The color format is native endian as a uint16 (0000rrrr_ggggbbbb), not big endian which you might expect. I tried swapping the bytes, but it didn't have much of a performance impact and made the code harder to read. It is stored as a 12-bit big endian value in Image[RGB444BE] though.
func NewRGB444BE ¶
func (RGB444BE) BitsPerPixel ¶
type RGB555 ¶
type RGB555 uint16
Color format used on the GameBoy Advance among others.

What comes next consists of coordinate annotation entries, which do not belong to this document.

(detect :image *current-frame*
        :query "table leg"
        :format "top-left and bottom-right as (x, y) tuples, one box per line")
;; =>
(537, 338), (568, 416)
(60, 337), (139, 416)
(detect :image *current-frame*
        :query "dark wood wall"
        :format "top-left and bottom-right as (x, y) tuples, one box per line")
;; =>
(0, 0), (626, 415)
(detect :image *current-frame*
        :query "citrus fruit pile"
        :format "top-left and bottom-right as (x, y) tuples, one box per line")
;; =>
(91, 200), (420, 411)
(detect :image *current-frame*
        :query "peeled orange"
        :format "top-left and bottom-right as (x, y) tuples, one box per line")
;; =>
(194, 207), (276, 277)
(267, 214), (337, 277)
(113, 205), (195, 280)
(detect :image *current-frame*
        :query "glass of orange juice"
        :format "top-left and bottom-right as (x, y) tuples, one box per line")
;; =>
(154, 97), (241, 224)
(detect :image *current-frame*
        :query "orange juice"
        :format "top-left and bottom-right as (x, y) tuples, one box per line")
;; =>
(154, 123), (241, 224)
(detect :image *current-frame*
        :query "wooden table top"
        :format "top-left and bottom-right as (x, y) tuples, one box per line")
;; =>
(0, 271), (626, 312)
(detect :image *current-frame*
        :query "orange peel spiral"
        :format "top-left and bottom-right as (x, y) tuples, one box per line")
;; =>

Colors are stored as native endian values, with bits 0bbbbbgg_gggrrrrr (red is least significant, blue is most significant).
func (RGB555) BitsPerPixel ¶
type RGB565BE ¶
type RGB565BE uint16
RGB565 as used in many SPI displays. Stored as a big endian value.
The color format in integer form is gggbbbbb_rrrrrggg on little endian systems, which is the standard RGB565 format but with the top and bottom bytes swapped.
There are a few alternatives to this weird big-endian format, but they're not great:
- Storing the value in two 8-bit stores (to make the code endian-agnostic) incurs too much of a performance penalty.
- Swapping the upper and lower bits just before storing. This is still less efficient than it could be, since colors are usually constructed once and then reused in many store operations. Doing the swap once instead of many times for each store is a performance win.
func NewRGB565BE ¶
func (RGB565BE) BitsPerPixel ¶
type RGB888 ¶
type RGB888 struct {
R, G, B uint8
}
RGB888 format, more commonly used in other places (desktop PC displays, CSS, etc). Less commonly used on embedded displays due to the higher memory usage.